Objectives and key deliverables: The primary objective will be to assess impact of
developing a new, permanent surgically-induced visual or cognitive lesion has on quality
of life. This will be achieved by understanding the effect of surgically induced
visual/cognitive defects on quality of life. This will be achieved by comparing quality
of life and NEI-VFQ25 scores for patients with and without newly developed surgically
induced deficits.
Secondary objectives will include:
1. Explore which anatomical/functional regions will lead to deterioration in quality of
life, neurocognitive function and NIE-VFQ25 scores. This will be achieved by:
1. Voxel-based lesion-symptom mapping;
2. White matter tracts disrupted (from DTI data).
2. Investigate recovery of surgically-induced visual/cognitive deficits. This will be
studied by comparing visual and cognitive function between initial post-operative
assessment and before starting radiotherapy.
3. Quantifying white matter tract disruption by correlating DTI metrics with
development of new visual deficits.
4. Assess impact of cognitive reserve on surgically induced cognitive deficits by
assessing cognitive decline with different degrees of cognitive reserve.
The investigators will use the data to explore the impact on surgery and changes in
cognition and quality of life with disruption of functional brain networks as an
exploratory outcome.
Patient Numbers: By recruiting 21 patients with visual deficits and comparing their mean
RCI values with 21 patients without such deficits (as controls), an effect size of 0.8
(large) can be detected with 80% probability in a one-sided test (5% type I error rate).

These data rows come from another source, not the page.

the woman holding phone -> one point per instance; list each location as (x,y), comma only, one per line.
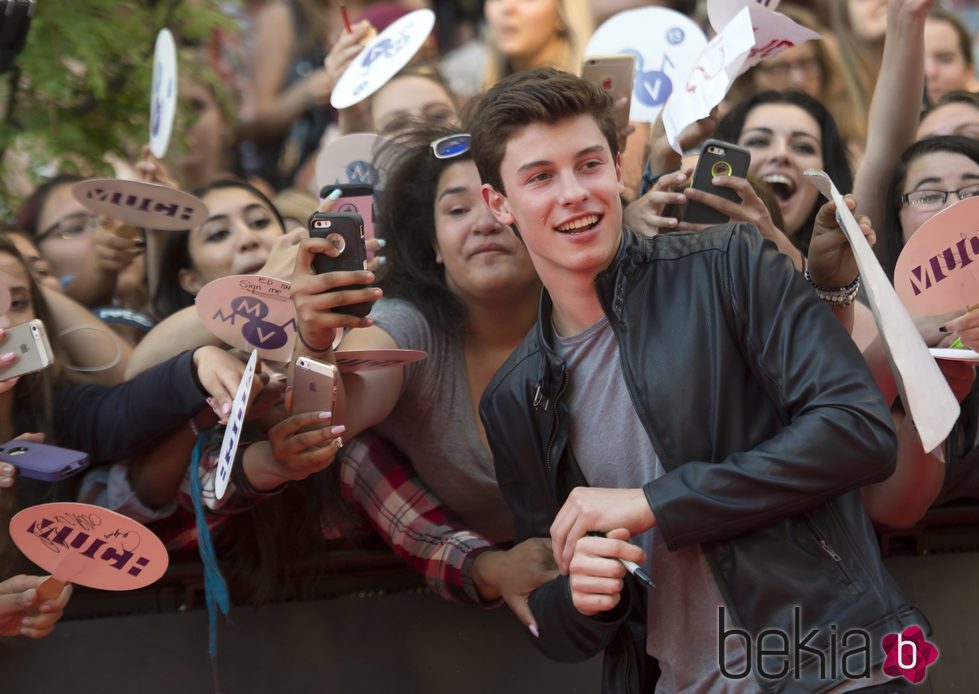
(461,288)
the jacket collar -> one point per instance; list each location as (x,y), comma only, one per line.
(608,285)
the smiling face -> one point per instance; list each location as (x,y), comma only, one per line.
(946,68)
(943,171)
(482,258)
(234,240)
(526,31)
(562,191)
(784,141)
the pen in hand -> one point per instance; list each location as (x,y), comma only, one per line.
(632,567)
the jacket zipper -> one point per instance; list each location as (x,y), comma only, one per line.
(830,552)
(554,427)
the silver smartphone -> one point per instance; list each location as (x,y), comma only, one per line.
(29,342)
(314,386)
(614,74)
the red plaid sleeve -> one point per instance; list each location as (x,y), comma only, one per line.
(381,482)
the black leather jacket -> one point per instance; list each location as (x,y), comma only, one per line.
(767,421)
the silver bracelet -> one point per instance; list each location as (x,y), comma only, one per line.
(838,297)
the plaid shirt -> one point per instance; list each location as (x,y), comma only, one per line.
(379,479)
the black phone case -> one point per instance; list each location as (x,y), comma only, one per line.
(738,159)
(353,257)
(39,461)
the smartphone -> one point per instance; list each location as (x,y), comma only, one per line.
(614,74)
(314,386)
(30,342)
(42,462)
(346,229)
(357,198)
(717,158)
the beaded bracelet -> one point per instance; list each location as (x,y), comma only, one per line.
(838,297)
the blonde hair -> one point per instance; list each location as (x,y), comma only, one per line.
(860,59)
(575,27)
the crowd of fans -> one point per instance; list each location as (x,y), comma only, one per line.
(886,103)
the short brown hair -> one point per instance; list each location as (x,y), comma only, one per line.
(542,95)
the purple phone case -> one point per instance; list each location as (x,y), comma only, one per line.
(42,462)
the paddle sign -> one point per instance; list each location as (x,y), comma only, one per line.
(250,312)
(920,382)
(382,58)
(232,432)
(140,204)
(89,545)
(938,270)
(666,45)
(163,94)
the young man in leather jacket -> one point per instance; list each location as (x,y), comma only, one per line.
(691,394)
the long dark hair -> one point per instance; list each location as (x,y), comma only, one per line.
(169,296)
(836,159)
(406,219)
(893,233)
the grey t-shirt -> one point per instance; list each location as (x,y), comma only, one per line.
(613,450)
(433,423)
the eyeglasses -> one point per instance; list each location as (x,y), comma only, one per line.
(70,227)
(451,146)
(932,200)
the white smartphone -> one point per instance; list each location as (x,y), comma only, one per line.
(314,386)
(614,74)
(29,342)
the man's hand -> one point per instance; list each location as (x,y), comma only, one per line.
(594,509)
(20,611)
(597,573)
(514,574)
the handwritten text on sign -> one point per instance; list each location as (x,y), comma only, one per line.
(119,553)
(232,433)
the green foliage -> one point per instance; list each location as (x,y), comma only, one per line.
(85,79)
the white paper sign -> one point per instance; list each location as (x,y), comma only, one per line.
(163,95)
(753,35)
(382,58)
(922,386)
(232,433)
(720,12)
(708,82)
(666,45)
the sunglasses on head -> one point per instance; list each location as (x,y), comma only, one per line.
(451,146)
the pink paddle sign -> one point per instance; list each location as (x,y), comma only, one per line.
(937,272)
(250,312)
(351,360)
(89,545)
(141,204)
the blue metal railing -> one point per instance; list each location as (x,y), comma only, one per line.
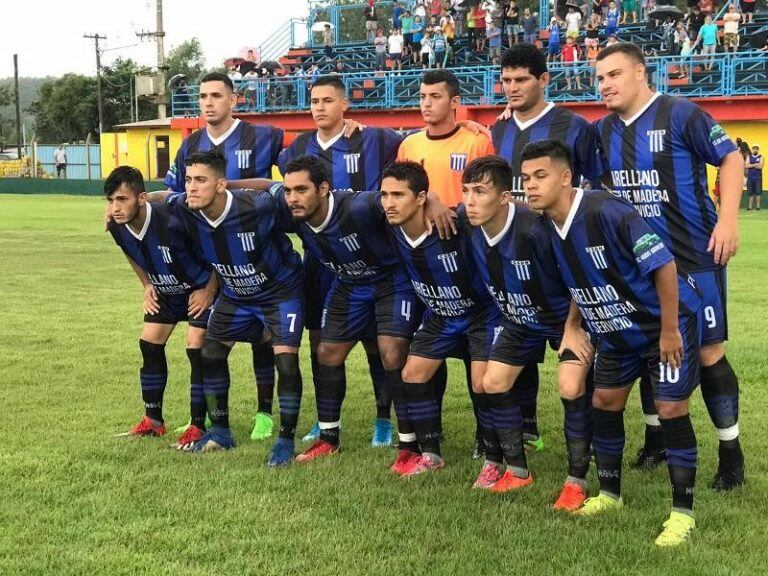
(730,75)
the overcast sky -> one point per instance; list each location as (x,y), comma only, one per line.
(48,35)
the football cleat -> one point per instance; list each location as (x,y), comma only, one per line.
(262,426)
(677,530)
(489,475)
(509,482)
(726,479)
(425,463)
(382,433)
(532,443)
(600,504)
(281,454)
(145,427)
(313,435)
(319,449)
(215,439)
(191,435)
(402,461)
(649,458)
(571,497)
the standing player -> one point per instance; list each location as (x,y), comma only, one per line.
(645,315)
(241,235)
(529,118)
(657,148)
(513,253)
(176,289)
(250,151)
(353,162)
(459,314)
(346,231)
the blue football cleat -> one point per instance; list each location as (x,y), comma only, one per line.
(382,433)
(215,439)
(313,435)
(282,453)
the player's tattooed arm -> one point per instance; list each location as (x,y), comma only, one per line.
(149,301)
(575,338)
(202,298)
(724,242)
(437,215)
(670,339)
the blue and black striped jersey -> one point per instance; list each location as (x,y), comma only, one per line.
(170,270)
(519,270)
(607,255)
(246,246)
(354,163)
(249,149)
(554,123)
(657,161)
(443,272)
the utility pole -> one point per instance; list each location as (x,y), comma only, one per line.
(16,101)
(96,38)
(158,35)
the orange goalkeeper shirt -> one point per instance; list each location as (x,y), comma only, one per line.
(445,158)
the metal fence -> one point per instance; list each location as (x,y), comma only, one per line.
(730,75)
(83,160)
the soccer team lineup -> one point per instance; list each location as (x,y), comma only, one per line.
(598,241)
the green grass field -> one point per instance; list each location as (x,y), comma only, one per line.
(77,500)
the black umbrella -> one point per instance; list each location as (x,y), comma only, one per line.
(664,12)
(562,9)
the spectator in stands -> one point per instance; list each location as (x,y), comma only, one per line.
(480,26)
(427,53)
(494,43)
(371,23)
(418,35)
(328,42)
(570,58)
(629,7)
(754,166)
(530,27)
(553,44)
(395,46)
(748,13)
(380,48)
(695,20)
(513,23)
(612,17)
(573,23)
(60,158)
(731,21)
(251,79)
(707,37)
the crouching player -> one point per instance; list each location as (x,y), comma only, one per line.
(644,314)
(458,311)
(512,249)
(177,288)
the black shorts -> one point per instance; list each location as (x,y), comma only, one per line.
(441,337)
(317,285)
(618,368)
(173,309)
(243,321)
(518,345)
(390,304)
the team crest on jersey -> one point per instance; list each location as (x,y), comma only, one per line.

An effect size of 0.6 would be detected with a 60% probability under the same conditions
with that sample size. From our pilot study data the investigators assume a 25% rate of
visual deficit, and therefore 84 patients need to be recruited as a minimum to achieve
the required sample size per group. A further 21 patients with frontal lobe lesions will
be recruited to look for cognitive decline, and then (generously) assume a 15% drop out
figure, so that the total patient numbers will be 120 for this work-package.